For the roughly 40 million Americans who identified as Black at the time, it was also the realization of a long-harbored dream that may have seemed impossible in a country that has alternately been spelled with three K’s. That dream was legendarily crystallized in a speech by Civil Rights icon Martin Luther King, Jr. on August 28, 1963 on the steps of the Lincoln Memorial in Washington, D.C. You know the speech. Pretty, pretty, pretty good speech.
In that speech, MLK namechecked the State of Georgia three separate times. Georgia was the great reverend’s home state, having been born in Atlanta 34 years prior and —after stints in Boston, MA and Montgomery, AL — where he had resettled by the time he helped lead the March on Washington for Jobs and Freedom.

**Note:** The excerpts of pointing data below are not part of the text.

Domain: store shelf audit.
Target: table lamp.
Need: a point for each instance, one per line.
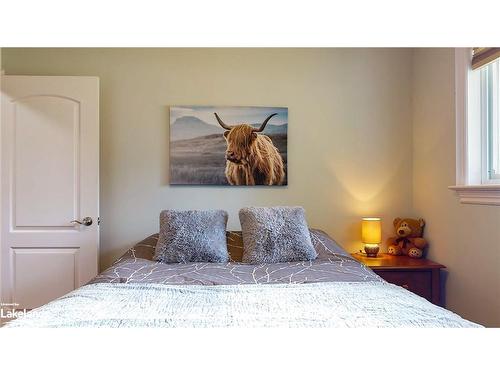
(371, 235)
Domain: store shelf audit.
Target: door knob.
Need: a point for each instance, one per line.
(87, 221)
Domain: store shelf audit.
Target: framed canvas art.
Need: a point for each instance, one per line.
(228, 145)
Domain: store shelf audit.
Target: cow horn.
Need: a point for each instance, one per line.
(221, 122)
(264, 123)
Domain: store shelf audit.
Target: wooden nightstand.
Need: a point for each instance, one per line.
(420, 276)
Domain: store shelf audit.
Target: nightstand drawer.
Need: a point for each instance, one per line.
(418, 282)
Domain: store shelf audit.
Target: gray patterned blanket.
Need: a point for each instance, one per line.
(329, 304)
(332, 264)
(333, 290)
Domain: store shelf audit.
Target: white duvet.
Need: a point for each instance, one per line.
(329, 304)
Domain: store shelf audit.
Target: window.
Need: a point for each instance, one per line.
(478, 125)
(490, 126)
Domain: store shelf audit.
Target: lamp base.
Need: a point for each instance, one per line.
(371, 251)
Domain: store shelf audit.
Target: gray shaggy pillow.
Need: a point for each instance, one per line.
(192, 236)
(275, 234)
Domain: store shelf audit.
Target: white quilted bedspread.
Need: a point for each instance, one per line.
(329, 304)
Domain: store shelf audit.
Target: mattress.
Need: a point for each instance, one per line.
(333, 290)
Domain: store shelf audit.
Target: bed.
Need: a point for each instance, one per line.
(334, 290)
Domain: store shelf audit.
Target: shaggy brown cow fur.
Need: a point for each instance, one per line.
(252, 158)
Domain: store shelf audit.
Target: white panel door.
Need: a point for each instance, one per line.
(49, 182)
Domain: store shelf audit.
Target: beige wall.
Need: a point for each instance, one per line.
(349, 135)
(465, 238)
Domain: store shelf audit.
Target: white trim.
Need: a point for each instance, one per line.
(478, 194)
(466, 189)
(463, 58)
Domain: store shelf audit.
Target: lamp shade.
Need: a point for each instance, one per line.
(371, 230)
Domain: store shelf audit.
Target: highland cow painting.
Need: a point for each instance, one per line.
(228, 145)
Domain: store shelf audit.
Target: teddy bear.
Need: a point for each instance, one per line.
(409, 239)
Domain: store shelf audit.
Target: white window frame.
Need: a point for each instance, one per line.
(471, 186)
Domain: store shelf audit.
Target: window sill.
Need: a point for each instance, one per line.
(478, 194)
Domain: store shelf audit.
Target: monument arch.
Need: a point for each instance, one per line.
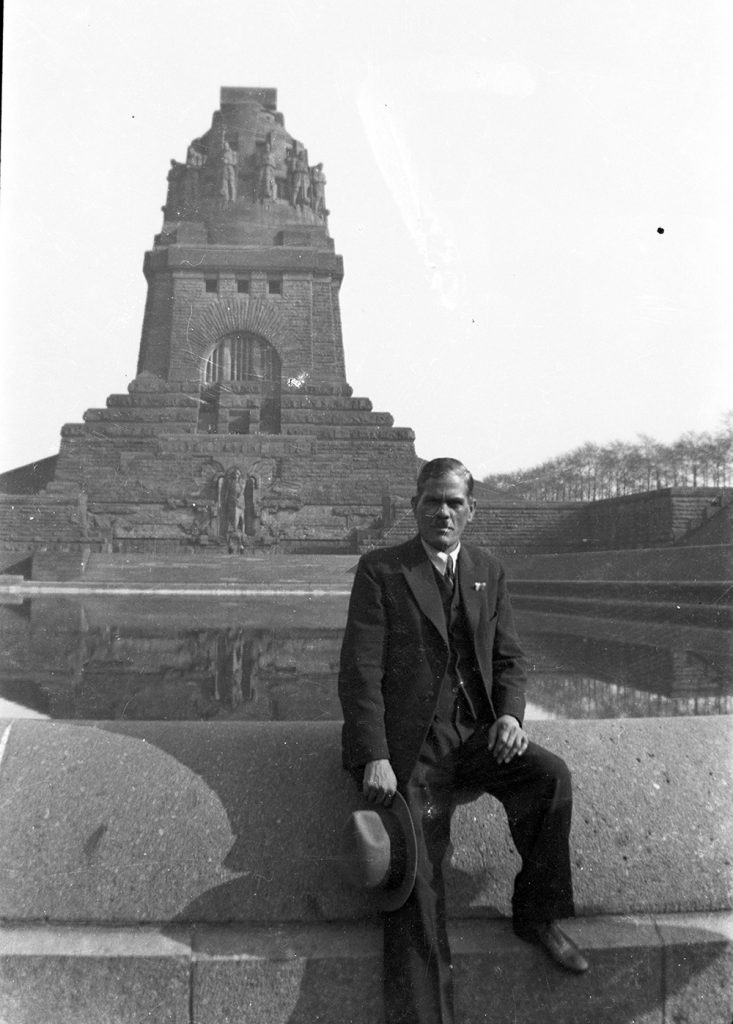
(241, 386)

45 years after Dr. King’s speech and 10 miles south of his birthplace on Auburn Avenue, the students of S.L. Lewis Elementary School in College Park, GA gathered to watch President-Elect Obama take his historic Oath of Office, allowing him to drop the ‘Elect’ from his honorific and officially assume his role as Chief Executive of the United States. In commemoration of such a consequential, unprecedented, once-in-many-generations event, who I can only assume was an artistically-inclined pupil of S.L. Lewis designed a t-shirt, which I can only assume was made available in limited quantities and provided to students and faculty on Inauguration Day.

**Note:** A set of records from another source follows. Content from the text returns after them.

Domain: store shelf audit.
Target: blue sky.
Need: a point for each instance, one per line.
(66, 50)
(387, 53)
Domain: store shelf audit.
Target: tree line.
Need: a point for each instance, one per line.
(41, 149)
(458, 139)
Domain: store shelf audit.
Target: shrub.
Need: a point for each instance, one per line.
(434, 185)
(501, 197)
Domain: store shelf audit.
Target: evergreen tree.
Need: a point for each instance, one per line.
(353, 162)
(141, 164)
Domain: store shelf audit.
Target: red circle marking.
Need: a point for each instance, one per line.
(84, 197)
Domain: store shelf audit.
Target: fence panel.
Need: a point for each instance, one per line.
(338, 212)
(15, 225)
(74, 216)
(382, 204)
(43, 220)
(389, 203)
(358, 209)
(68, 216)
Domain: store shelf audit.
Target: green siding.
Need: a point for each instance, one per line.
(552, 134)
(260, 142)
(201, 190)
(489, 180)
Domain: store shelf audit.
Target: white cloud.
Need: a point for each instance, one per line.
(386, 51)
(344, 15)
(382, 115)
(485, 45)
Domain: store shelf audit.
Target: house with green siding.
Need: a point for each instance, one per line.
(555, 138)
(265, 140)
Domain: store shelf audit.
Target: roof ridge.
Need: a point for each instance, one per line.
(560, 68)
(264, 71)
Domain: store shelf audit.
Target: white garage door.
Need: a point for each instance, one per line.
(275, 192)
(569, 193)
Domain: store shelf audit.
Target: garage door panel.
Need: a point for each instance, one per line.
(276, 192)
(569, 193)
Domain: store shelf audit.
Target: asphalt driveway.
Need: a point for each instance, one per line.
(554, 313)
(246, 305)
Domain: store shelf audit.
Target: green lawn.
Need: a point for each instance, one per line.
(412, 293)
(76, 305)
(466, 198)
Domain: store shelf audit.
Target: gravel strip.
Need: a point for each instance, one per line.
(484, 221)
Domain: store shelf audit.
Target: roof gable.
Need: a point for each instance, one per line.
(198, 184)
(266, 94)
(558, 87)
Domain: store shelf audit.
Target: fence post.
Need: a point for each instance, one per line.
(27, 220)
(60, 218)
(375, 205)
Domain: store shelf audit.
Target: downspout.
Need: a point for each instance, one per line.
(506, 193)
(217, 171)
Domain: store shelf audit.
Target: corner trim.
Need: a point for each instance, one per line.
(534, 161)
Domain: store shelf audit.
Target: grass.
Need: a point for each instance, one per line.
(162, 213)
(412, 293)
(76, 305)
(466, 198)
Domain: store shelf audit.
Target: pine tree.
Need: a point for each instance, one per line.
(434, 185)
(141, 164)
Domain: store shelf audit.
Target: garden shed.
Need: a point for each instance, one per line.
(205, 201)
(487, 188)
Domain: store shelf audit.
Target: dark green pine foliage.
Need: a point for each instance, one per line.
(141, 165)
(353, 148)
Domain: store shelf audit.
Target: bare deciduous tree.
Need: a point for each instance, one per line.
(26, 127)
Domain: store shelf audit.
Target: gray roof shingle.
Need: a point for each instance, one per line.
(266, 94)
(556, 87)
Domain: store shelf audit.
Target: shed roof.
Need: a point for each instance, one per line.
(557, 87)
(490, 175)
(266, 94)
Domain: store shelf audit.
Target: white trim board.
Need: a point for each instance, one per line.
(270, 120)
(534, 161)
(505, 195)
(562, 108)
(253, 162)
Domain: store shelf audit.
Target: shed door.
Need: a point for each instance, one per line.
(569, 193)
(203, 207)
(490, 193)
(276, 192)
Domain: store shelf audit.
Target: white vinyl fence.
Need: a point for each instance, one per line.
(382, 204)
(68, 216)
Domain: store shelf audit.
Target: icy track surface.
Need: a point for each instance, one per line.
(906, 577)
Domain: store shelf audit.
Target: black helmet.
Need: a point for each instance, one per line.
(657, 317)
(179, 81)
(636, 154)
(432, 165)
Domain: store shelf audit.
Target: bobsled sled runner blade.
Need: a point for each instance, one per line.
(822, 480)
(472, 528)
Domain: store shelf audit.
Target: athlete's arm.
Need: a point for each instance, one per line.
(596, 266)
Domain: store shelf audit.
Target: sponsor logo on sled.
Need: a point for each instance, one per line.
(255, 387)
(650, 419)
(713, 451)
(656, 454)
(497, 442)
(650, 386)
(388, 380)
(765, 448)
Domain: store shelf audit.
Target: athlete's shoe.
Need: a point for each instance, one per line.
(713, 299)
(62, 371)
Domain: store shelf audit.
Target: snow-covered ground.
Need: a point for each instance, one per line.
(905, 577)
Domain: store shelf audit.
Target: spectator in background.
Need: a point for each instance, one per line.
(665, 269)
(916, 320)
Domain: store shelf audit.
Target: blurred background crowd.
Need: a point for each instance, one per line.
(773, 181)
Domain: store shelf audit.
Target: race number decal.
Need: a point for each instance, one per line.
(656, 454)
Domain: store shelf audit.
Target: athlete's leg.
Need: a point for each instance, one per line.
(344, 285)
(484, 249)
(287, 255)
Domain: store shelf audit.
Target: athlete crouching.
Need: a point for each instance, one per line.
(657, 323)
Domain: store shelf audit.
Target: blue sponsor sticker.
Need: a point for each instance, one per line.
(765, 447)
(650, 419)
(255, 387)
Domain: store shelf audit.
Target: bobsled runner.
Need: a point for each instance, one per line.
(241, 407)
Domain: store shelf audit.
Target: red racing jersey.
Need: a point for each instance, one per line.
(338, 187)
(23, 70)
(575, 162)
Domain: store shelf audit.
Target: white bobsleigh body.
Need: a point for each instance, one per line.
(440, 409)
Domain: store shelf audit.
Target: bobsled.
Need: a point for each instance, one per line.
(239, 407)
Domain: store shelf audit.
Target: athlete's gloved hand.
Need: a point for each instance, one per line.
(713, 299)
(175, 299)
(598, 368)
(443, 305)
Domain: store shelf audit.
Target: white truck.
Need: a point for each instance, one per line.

The clever illustration drawn in a deft child’s hand (had to be a fifth grader, right?) links past to present. There is Martin Luther King. Jr: arms crossed in a self-assured stance, head held high, eyes fixed towards the future, expression settled in a confident half-smile. Above him in a thought bubble: his imagined dream taking shape as the newly sworn in POTUS. The fact that MLK Day was celebrated that year on Monday, January 19 — the eve of Obama’s inauguration on its customary January 20 date —makes the connection between these two iconic men, captured in this simple graphic tee, all the more magical.
It has now been 16 years since “the dream came alive,” and it may feel to some that we have since gone back to bed and are currently paralyzed in a nightmare-ridden sleep. All the more reason to hold tight to this t-shirt. For my money, in this particular political moment, there is no more inspiring work of wearable children’s art to encourage the remembrance of good times behind us and the reassurance of hope for better times ahead.